LEVIATHAN noun (in biblical use) A sea monster, identified in different passages with the whale and the crocodile, and with the Devil.
Beautiful, horrifying, and one of the strangest films I’ve ever scene: “Leviathan” is –of all things – an abstract fishing industry documentary from directors Lucien Castaing-Taylor (“Sweetgrass”) and Verena Paravel. It is highly experimental, features the most visceral imagery ever put into a documentary, and is also exceedingly tedious – rewarding only to the viewer that can be content appreciating film as art.
If this has grabbed you, I highly recommend looking into this one as little as possible; it’s a one-of-a-kind experience that needs to happen in the disorienting darkness of a theater. If a non-linear experiment in the power of the visual story doesn’t quite sound like your cup of tea, read on for the full analysis.
“Leviathan” puts the viewer onto a North Atlantic fishing trawler to observe the boat, its inhabitants, and the grotesque procedures involved in large volume fishing. That is the basis for the film, at least. What would generally follow with a documentary is a history lesson about the industry, narration from the filmmakers, an introduction to the characters featured, and some sort of arch to guide the viewer along in a dramatic, constructed story. None of these are present in “Leviathan”. No narration, no to-camera interviews, no explicit story. In fact, there is no filmmaker presence felt at all in the film. It is as if the footage is being captured on accident, from webcams that are always recording.
In reality, the filmmakers used tiny GoPro HD cameras strapped around the boat, left simply to observe and for the fishermen to interact with. The cameras capture the magnitude of the sea – plunging underwater, soaring into the sky with the seagulls following the trawler for scraps. They capture the simultaneously dangerous and mundane lives of the fishermen.

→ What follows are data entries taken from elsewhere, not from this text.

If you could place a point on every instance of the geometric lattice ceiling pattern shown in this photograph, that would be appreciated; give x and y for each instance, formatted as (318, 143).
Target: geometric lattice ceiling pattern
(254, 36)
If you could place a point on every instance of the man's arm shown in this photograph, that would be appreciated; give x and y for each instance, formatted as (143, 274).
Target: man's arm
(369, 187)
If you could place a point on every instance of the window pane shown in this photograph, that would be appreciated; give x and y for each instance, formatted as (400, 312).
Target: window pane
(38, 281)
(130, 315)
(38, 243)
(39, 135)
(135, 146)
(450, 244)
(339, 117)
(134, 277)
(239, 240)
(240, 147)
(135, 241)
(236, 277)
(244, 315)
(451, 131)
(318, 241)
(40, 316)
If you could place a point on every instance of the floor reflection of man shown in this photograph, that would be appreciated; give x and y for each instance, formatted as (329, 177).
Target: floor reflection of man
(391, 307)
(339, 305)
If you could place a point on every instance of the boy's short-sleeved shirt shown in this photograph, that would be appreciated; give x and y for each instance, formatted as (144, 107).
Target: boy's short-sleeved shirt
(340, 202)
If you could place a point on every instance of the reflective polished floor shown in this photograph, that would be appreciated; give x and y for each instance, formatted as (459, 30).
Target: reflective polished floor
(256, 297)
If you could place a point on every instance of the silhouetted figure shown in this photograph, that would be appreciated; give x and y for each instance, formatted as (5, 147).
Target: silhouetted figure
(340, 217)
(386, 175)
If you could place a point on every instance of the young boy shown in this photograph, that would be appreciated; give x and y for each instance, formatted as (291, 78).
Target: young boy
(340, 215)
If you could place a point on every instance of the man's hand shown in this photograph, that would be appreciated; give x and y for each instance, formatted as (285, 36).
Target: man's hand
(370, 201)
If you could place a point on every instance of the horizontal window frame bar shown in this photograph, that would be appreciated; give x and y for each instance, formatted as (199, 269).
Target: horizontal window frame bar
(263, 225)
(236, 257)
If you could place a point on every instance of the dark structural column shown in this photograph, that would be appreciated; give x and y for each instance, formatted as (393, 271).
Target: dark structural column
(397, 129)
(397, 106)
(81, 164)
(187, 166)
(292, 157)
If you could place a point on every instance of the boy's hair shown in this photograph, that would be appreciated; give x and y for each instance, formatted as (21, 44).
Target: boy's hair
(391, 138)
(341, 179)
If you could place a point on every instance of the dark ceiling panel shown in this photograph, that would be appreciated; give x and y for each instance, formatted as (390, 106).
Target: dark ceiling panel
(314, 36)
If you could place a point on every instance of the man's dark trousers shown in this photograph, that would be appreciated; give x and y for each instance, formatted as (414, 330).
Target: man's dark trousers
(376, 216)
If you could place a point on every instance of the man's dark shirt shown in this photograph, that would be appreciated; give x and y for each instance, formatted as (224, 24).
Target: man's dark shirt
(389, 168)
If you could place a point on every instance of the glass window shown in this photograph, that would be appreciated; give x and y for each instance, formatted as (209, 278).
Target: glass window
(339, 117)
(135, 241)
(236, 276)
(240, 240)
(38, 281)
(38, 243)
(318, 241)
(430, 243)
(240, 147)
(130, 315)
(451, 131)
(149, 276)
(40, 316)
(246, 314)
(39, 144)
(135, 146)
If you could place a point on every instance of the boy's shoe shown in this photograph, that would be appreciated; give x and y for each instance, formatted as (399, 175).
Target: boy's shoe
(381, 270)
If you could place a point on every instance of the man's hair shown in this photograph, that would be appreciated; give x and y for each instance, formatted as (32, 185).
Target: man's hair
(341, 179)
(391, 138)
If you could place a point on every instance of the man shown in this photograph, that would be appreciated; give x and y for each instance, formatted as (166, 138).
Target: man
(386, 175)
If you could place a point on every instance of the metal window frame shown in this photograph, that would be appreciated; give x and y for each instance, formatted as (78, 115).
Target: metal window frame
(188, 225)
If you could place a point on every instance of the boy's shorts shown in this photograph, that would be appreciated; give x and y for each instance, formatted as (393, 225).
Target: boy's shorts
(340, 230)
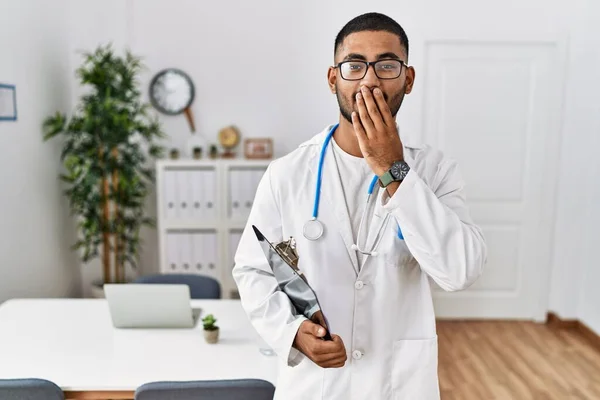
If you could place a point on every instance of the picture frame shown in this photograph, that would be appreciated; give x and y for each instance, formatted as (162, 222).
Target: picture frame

This is the extent of the content inside the film – uninterrupted takes of up to five or six minutes. Sound design features long segments of crashing waves, squawking birds, and grinding machinery along with a menacing score straight out of a horror movie. The pacing is hypnotic. The whole thing is incredibly creepy.
The hands-off approach by the filmmakers leave you to create your own story, to take what you want out of the film. It belongs to a sub-genre of documentary – an observed reality art piece.
As beautiful as the cinematography is, the difficult part of the experience is the overwhelming boredom that can accompany some portions of the already lean 90-minute film. There will be many times where you won’t even be sure of what you’re looking at, and others where you’ll watch the fishermen crack open clams for five minutes straight as if to give you just a taste of the monotony of their lives.
The result is a film that is stunning, but not always captivating. I checked my watch many times. It is the sort of film you will enjoy having seen, even if you don’t enjoy actually watching it.
As is often the case with filmmaking, not much about the presentation of the final product is an accident. After viewing the trawler passing over the sea – taking along with it thousands of fish to be gutted and harvested, the remains dumped back into the water – it is clear the title of “Leviathan” is not one such accident.